Of course, anyone with diabetes should be getting regular blood sugar, cholesterol and blood pressure screenings. But, because not all diabetics have equal risk for heart disease, more advanced testing for coronary artery disease can also play an important role, especially in picking up problems in the early stages, says Cowan.
She recommends a coronary calcium scan, a specialized heart X-ray test that measures plaque in the arteries, for diabetics who are 40 to 70 years old, and a baseline echocardiogram for anyone once they are diagnosed with diabetes. She also recommends patients in their 40s and 50s have an exercise stress test, which measures how well the heart works while a patient is on a treading heart disease even in the absence of symptoms.
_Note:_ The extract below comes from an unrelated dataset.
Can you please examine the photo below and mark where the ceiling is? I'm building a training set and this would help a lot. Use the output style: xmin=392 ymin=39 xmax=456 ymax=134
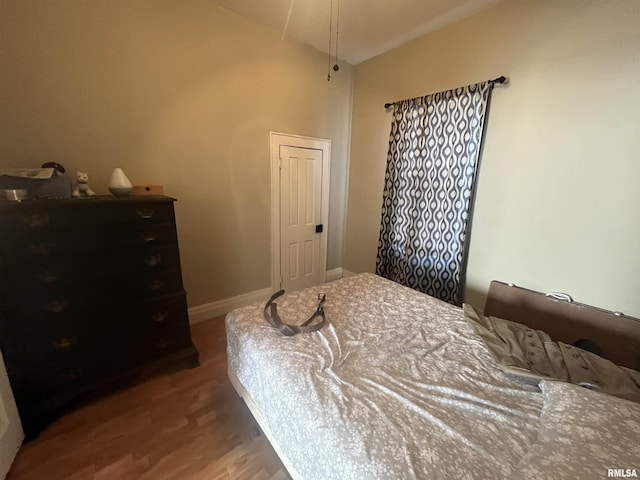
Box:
xmin=209 ymin=0 xmax=500 ymax=65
“We can help prevent the progression of cardiovascular disease with these screening methods, and by screening earlier in the process we can help prevent debilitating effects and hospitalizations,” says Cowan.
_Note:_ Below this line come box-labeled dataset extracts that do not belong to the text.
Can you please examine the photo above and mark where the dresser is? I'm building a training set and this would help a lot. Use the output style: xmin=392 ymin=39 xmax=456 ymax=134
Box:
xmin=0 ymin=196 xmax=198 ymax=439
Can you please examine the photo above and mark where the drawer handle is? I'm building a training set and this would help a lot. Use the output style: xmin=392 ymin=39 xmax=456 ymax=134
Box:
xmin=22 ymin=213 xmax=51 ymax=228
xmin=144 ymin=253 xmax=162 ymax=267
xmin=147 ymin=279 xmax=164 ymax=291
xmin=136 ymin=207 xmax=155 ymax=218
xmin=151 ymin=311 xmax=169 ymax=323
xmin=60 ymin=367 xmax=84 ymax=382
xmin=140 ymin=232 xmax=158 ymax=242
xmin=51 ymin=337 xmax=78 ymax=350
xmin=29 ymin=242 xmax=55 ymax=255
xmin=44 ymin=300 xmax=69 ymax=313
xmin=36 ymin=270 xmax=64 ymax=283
Consider new glucose-lowering meds.
While older glucose-lowering medications were not shown to decrease the risk of cardiovascular disease, two newer medications, GLP-1 and SGLT-2, have been shown to lower the risk of cardiovascular disease or death in clinical trials.
GLP-1 stands for “glucagon-like peptide-1” receptor agonists, which are injectable medications to manage blood sugar and weight and have been described by researchers as a “game changer” in reducing the risk of heart disease, stroke and heart failure.
SGLT-1 stands for sodium-glucose co-transporter 2 inhibitors, oral medications that help the kidneys get rid of excess glucose through the urine and have been found to reduce the risk of cardiovascular disease and heart failure among Type 2 diabetics.
Diabetics should talk to their doctors about taking the medications, advises Cowan. “There is really good data that they prevent heart failure hospitalization in diabetic patients,” she says. “They should be considered for diabetics with heart failure and those without heart failure.”